Europe and the US are still miles apart. As even Americans acknowledged, the new conciliatory tone is purely superficial:
But underneath the bonhomie, tensions remained. Mr Rumsfeld refused to back away from his formulation that future conflicts will be managed by ad-hoc coalitions, rather than by the UN or Nato, a stance that caused consternation among German parliamentarians in the session.
He also pointedly differed from Ms Rice by failing to embrace further European integration, prompting one senior member of the US delegation to quip: "The speech was New Rumsfeld; the question-and-answer was Old Rumsfeld."
"[Mr] Rumsfeld's words played better than they read," said William Cohen, former defence secretary and Mr Rumsfeld's immediate predecessor. "The tone was different but the music is the same."
There are serious disagreements over Iran's nuclear plans (see that same articles for more background), where the Europeans still want to give diplomacy a chance. There are disagreements over Europe's plan to give up on its arm embargo on China. There are hidden, but real, disagreements about the European Union's increasingly serious efforts to build military capacity of its own (including its own military headquarters).
This translates into a weakening of the main Atlantic institutions:
- NATO is seriously threatened by the EU's growing military assertiveness
- the OSCE is in direct competition with the Council of Europe, a Europeans-only organisation which deals with the same issues AND has teeth, through the European Court of Human Rights which has the right to impose its decisions on all governments (including even Russia) - and which has the moral authority so that these decisions are usually implemented by the governments it shames.

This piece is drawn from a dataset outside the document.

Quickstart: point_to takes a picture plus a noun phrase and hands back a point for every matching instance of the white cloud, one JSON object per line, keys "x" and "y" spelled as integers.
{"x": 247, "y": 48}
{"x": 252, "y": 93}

- Europe is busy building its own high tech infrastructure, including the Galileo satellite system (a direct competitor to the GPS), its own transportation capacity with the Airbus A400M; and of course it dominates the commercial rocket launcher system with the Ariane 5.
So, you've probably heard on your side of the Atlantic "Europe is just not relevant to the US anymore, the focus is more on the Pacific, China, India, and now the Arab world".
Well, guess what, the Europeans are increasingly saying the same: "the US are not so vital anymore to Europe, we are increasingly able to bear our burden and to assert our own interests".
It's a slow process, it's not going to happen overnight, but the two continents are really drifting apart.